THE FIRST PILLAR OF LENT:  PRAYER

St. Thérèse of Lisieux wrote that “For me, prayer is a surge of the heart; it is a simple look turned toward heaven, it is a cry of recognition and of love, embracing both trial and joy.”

The classical definition of prayer was given by St. John Damascene, seventh century doctor of the Church:  “Prayer is the raising of one’s mind and heart to God or the requesting of good things from God.”       

The foundation of prayer is humility.  We recognize our need to pray, and that we were created for prayer.  This prayer must be sincere, as the psalmist writes: “You insist on sincerity of heart; in my inmost being teach me wisdom” (Psalm 51:8).  God hears the prayer of both the sinner and the saint.  While “the prayer of the righteous man has great powers in its effect” (James 5:16), God also hears the prayer of the sinner who repents: “a broken and contrite heart, O God, you will not despise” (Psalm 51:17).

St. Augustine said that “Man is a beggar before God.”  Yet we should not be afraid to pray to God, for he desires it.  We hear in Eucharistic Prayer II at Mass, in words directed to the Father: “You have made us worthy to be in your presence and minister to you.”  We are in the unique presence of the Lord when we are close to the Eucharist, but we are also in his presence wherever we are, when we pray in sincerity of heart. 

John 4 tells us that in the city of Sychar Jesus addressed a woman and said, “Give me a drink.”  He was thirsty after a long journey, but his greater thirst was for the woman’s salvation, and that of her village.  Shocked at the request, she responded, “How can you, a Jew, ask me, a Samaritan woman, for a drink?” For Jews would not touch anything handled by a Samaritan.  Jesus answered her, “If you knew the gift of God and who is saying to you, ‘Give me a drink,’ you would have asked him and he would have given you living water.” 

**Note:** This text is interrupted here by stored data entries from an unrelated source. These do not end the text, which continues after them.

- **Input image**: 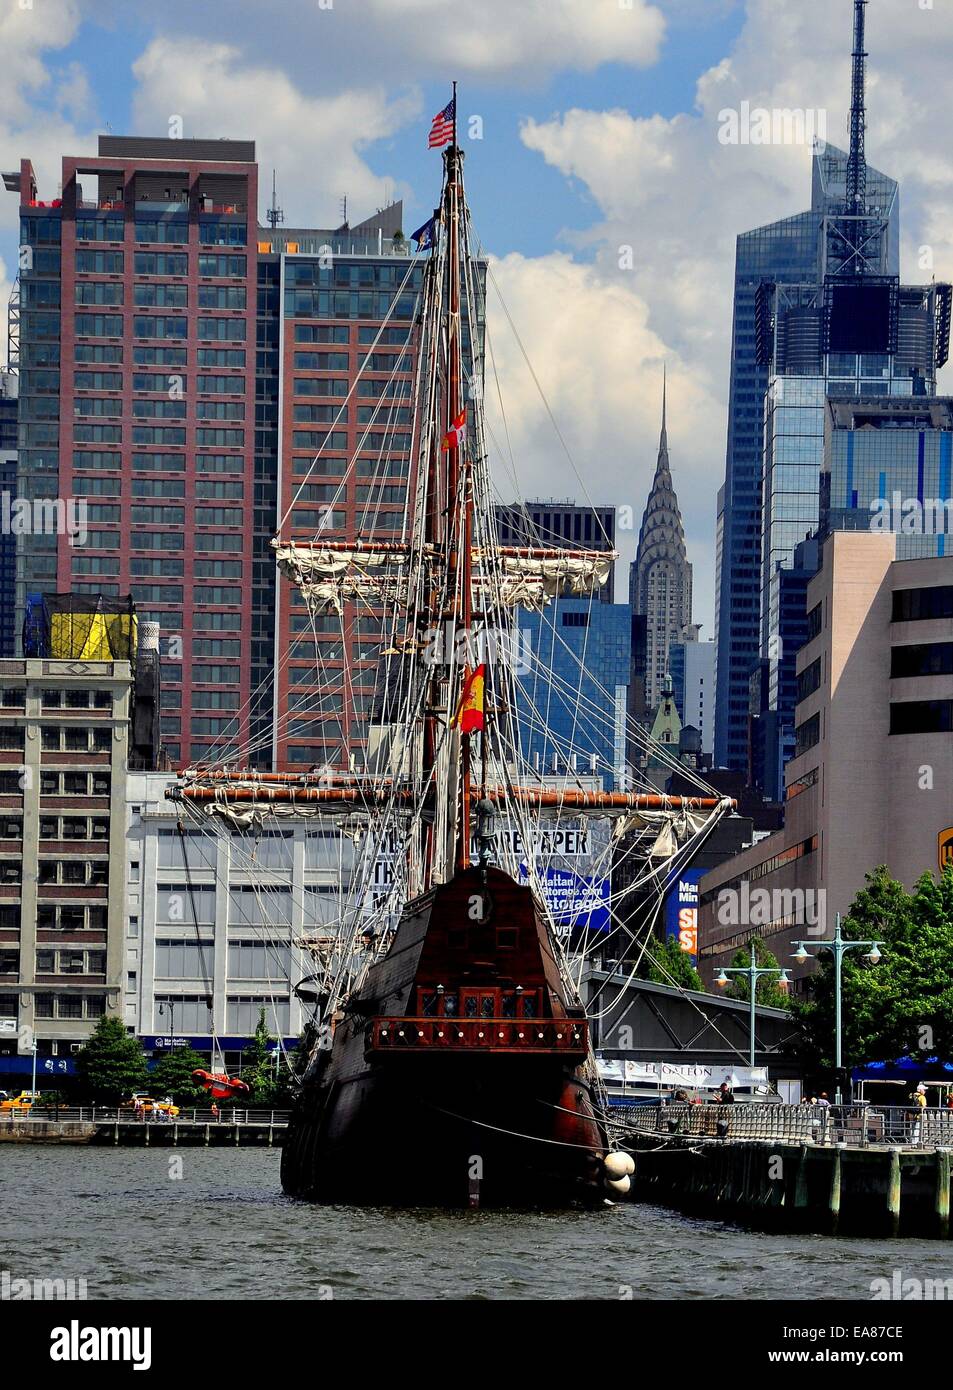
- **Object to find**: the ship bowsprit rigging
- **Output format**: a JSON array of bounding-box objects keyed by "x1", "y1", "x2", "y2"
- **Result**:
[{"x1": 165, "y1": 109, "x2": 734, "y2": 1205}]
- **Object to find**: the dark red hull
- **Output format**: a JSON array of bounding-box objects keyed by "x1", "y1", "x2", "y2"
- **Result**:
[{"x1": 282, "y1": 867, "x2": 609, "y2": 1207}]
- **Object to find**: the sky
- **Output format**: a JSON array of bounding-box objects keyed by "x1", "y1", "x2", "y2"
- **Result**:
[{"x1": 3, "y1": 0, "x2": 953, "y2": 631}]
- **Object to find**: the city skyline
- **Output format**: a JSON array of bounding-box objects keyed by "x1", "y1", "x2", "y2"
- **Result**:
[{"x1": 4, "y1": 2, "x2": 953, "y2": 634}]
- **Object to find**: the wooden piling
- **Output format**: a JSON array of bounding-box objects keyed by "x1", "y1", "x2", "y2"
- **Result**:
[
  {"x1": 829, "y1": 1143, "x2": 844, "y2": 1235},
  {"x1": 794, "y1": 1143, "x2": 809, "y2": 1219},
  {"x1": 887, "y1": 1148, "x2": 902, "y2": 1237},
  {"x1": 935, "y1": 1147, "x2": 950, "y2": 1239}
]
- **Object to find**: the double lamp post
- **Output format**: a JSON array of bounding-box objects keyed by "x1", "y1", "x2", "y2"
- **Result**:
[{"x1": 714, "y1": 915, "x2": 884, "y2": 1101}]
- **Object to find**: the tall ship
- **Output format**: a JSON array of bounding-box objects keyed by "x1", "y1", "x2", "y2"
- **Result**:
[{"x1": 171, "y1": 101, "x2": 729, "y2": 1206}]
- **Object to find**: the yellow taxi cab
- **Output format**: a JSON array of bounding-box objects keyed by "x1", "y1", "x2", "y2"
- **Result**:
[
  {"x1": 121, "y1": 1093, "x2": 179, "y2": 1116},
  {"x1": 0, "y1": 1090, "x2": 39, "y2": 1112}
]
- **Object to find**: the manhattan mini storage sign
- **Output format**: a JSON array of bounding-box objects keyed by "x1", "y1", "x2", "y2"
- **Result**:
[
  {"x1": 665, "y1": 868, "x2": 704, "y2": 958},
  {"x1": 509, "y1": 821, "x2": 612, "y2": 939}
]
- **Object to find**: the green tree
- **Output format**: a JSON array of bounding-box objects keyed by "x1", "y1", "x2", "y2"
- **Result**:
[
  {"x1": 791, "y1": 865, "x2": 953, "y2": 1077},
  {"x1": 642, "y1": 935, "x2": 704, "y2": 992},
  {"x1": 240, "y1": 1008, "x2": 293, "y2": 1104},
  {"x1": 726, "y1": 939, "x2": 791, "y2": 1010},
  {"x1": 148, "y1": 1046, "x2": 208, "y2": 1105},
  {"x1": 75, "y1": 1017, "x2": 148, "y2": 1103}
]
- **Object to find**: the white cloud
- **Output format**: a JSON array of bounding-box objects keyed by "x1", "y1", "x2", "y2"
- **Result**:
[
  {"x1": 130, "y1": 38, "x2": 420, "y2": 227},
  {"x1": 354, "y1": 0, "x2": 666, "y2": 80},
  {"x1": 143, "y1": 0, "x2": 666, "y2": 87},
  {"x1": 514, "y1": 0, "x2": 953, "y2": 628},
  {"x1": 0, "y1": 0, "x2": 100, "y2": 344},
  {"x1": 484, "y1": 251, "x2": 720, "y2": 605}
]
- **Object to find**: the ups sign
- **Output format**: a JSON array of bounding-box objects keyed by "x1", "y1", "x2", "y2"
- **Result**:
[{"x1": 939, "y1": 828, "x2": 953, "y2": 875}]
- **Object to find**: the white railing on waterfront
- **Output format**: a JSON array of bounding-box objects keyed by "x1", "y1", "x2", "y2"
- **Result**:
[
  {"x1": 0, "y1": 1107, "x2": 291, "y2": 1126},
  {"x1": 620, "y1": 1102, "x2": 953, "y2": 1148}
]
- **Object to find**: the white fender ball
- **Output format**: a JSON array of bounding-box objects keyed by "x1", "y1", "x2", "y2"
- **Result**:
[
  {"x1": 606, "y1": 1174, "x2": 631, "y2": 1195},
  {"x1": 604, "y1": 1151, "x2": 635, "y2": 1179}
]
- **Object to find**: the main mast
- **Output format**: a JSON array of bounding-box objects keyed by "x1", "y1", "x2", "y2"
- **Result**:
[{"x1": 443, "y1": 87, "x2": 475, "y2": 873}]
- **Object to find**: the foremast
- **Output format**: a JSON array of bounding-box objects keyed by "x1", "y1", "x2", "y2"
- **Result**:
[{"x1": 420, "y1": 90, "x2": 474, "y2": 887}]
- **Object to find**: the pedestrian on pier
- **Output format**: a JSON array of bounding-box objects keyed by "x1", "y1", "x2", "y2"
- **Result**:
[{"x1": 211, "y1": 1102, "x2": 220, "y2": 1122}]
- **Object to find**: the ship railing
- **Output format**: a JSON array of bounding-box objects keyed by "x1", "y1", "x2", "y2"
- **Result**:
[
  {"x1": 368, "y1": 1016, "x2": 588, "y2": 1055},
  {"x1": 622, "y1": 1103, "x2": 953, "y2": 1148}
]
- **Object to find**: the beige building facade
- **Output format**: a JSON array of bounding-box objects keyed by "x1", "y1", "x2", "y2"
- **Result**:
[{"x1": 698, "y1": 531, "x2": 953, "y2": 989}]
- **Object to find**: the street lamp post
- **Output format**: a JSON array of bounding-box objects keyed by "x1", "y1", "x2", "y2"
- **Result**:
[
  {"x1": 158, "y1": 1000, "x2": 176, "y2": 1048},
  {"x1": 715, "y1": 941, "x2": 791, "y2": 1069},
  {"x1": 792, "y1": 912, "x2": 884, "y2": 1104},
  {"x1": 30, "y1": 1038, "x2": 37, "y2": 1098}
]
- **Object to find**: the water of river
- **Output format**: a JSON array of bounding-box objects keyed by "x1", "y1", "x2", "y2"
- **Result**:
[{"x1": 2, "y1": 1147, "x2": 950, "y2": 1300}]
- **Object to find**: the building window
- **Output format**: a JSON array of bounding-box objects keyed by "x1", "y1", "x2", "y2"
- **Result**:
[
  {"x1": 889, "y1": 700, "x2": 953, "y2": 736},
  {"x1": 795, "y1": 658, "x2": 822, "y2": 705},
  {"x1": 890, "y1": 643, "x2": 953, "y2": 679},
  {"x1": 892, "y1": 587, "x2": 953, "y2": 623},
  {"x1": 793, "y1": 712, "x2": 820, "y2": 758}
]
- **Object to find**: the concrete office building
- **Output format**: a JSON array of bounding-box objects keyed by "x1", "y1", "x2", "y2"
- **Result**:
[
  {"x1": 125, "y1": 771, "x2": 370, "y2": 1066},
  {"x1": 0, "y1": 656, "x2": 133, "y2": 1059},
  {"x1": 698, "y1": 530, "x2": 953, "y2": 988},
  {"x1": 669, "y1": 635, "x2": 715, "y2": 758}
]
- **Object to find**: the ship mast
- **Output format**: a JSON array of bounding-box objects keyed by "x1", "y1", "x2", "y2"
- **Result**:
[{"x1": 443, "y1": 86, "x2": 474, "y2": 873}]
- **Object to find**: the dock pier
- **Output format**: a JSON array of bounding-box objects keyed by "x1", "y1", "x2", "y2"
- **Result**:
[
  {"x1": 0, "y1": 1108, "x2": 288, "y2": 1147},
  {"x1": 624, "y1": 1104, "x2": 953, "y2": 1237}
]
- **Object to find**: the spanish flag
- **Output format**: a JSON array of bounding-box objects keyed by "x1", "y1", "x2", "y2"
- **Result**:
[
  {"x1": 441, "y1": 406, "x2": 466, "y2": 451},
  {"x1": 453, "y1": 663, "x2": 485, "y2": 734}
]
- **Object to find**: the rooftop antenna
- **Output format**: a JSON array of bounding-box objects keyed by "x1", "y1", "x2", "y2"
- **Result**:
[
  {"x1": 340, "y1": 194, "x2": 348, "y2": 228},
  {"x1": 846, "y1": 0, "x2": 867, "y2": 213},
  {"x1": 266, "y1": 170, "x2": 284, "y2": 230}
]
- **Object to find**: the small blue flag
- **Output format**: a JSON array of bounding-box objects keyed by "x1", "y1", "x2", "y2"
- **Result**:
[{"x1": 411, "y1": 217, "x2": 436, "y2": 251}]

Guided by St. Augustine’s interpretation of this passage, the Catechism teaches that “The wonder of prayer is revealed beside the well where we come seeking water: there, Christ comes to meet every human being.  It is he who first seeks us and asks us for a drink.  Jesus thirsts; his asking arises from the depths of God’s desire for us.  Whether we realize it or not, prayer is the encounter of God’s thirst with ours.  God thirsts that we may thirst for him” (#2560).   

God longs for us to pray.  Prayer is conversation with God, in the depth of our heart, which is our hidden center, the place of decision and truth, and which can be fathomed only by the Holy Spirit.  It is deeper than our reason or our psychic drives.  “It is the place of truth, where we choose life or death.  It is the place of encounter, because as image of God we live in relation: it is the place of covenant” (#2563).

This description of prayer may be challenging, but it is rooted in the Catholic Tradition.  No one should feel intimidated.  There is a welcome place for the beginner and for the seasoned.  Everyone has a vocation to pray, for everyone is called to live in communion with God.  We are already joined to Christ by our Baptism.  Prayer will lead us into deeper union with him. 

“In him we live, and move, and have our being” (Acts 17:28).  When we pray to and with the Father, in the name of Jesus, by the movement of the Holy Spirit, we fulfill our reason for being.